Senator Aylett - The honorable senator did not criticize the expansion of bank credit by the previous Government.


Senator SPICER - There is all the difference in the world between resorting to bank credit at a time when there are idle resources in the community which it is desired should be brought into production, and increasing bank credit at a time when it is proposed to decrease the production of civil goods.

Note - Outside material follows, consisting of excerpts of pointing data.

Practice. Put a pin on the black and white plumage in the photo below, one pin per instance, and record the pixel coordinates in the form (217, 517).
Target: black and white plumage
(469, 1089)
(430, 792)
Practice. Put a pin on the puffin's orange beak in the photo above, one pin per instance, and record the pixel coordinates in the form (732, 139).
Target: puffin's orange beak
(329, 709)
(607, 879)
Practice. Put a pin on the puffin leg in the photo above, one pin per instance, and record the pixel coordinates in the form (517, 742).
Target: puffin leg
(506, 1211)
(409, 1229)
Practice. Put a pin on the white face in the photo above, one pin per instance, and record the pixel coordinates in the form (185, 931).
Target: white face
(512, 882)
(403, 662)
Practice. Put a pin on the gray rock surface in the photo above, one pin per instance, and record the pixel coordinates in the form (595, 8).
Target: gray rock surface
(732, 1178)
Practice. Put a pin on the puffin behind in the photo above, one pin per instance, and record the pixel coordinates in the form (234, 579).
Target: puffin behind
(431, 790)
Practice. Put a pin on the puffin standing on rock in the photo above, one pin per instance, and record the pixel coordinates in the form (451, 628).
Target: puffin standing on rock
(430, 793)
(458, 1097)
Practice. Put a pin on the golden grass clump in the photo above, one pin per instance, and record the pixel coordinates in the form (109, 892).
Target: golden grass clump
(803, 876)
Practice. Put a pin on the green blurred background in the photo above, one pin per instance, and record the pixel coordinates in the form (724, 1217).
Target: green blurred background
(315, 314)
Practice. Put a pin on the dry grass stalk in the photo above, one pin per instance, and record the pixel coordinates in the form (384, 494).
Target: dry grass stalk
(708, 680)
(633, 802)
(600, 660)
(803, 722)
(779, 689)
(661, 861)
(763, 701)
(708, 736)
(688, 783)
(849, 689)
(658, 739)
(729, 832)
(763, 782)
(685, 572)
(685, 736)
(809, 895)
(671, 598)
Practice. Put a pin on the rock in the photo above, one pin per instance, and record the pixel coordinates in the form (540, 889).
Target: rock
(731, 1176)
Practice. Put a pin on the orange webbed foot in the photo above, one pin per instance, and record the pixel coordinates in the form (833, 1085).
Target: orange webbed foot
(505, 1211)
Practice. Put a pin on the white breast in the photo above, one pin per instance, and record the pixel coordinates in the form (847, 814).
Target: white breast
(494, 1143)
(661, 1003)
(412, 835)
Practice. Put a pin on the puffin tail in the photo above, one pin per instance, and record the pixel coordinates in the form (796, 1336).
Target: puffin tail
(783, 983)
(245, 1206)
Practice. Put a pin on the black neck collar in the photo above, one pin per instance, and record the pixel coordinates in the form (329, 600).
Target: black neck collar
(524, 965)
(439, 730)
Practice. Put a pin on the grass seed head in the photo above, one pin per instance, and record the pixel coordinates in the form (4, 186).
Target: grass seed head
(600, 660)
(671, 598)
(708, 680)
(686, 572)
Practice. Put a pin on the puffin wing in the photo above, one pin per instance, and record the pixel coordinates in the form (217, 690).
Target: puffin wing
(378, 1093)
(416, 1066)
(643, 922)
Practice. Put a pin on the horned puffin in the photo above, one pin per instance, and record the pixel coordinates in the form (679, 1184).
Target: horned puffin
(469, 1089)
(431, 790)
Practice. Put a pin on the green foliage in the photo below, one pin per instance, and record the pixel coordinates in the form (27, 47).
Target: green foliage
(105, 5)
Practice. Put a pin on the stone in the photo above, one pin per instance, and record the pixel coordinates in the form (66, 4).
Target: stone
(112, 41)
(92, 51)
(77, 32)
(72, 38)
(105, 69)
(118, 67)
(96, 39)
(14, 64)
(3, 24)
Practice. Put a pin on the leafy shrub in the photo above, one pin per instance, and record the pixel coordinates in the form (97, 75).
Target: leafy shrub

Senator Keane - Why did not the honorable senator say that during the depression when 100,000 men were out of work and the Government of the day would not make a " copper " available ? Why does he not be consistent?


Senator SPICER - I am consistent. The Minister for Trade and Customs (Senator Keane) is not able to point to any speech of mine which is inconsistent with what I am now saying. I invite any member on the Government benches to turn up what I said about this subject last year. If he does so, he will see that I am repeating to-day what I said then. The sum of £70,000,000 of bank credit is to be found and distributed throughout the community at a time when our ability to produce goods and services for civil purposes is decreasing.


Senator Cameron - Nonsense ! The honorable senator does not know what he is talking about.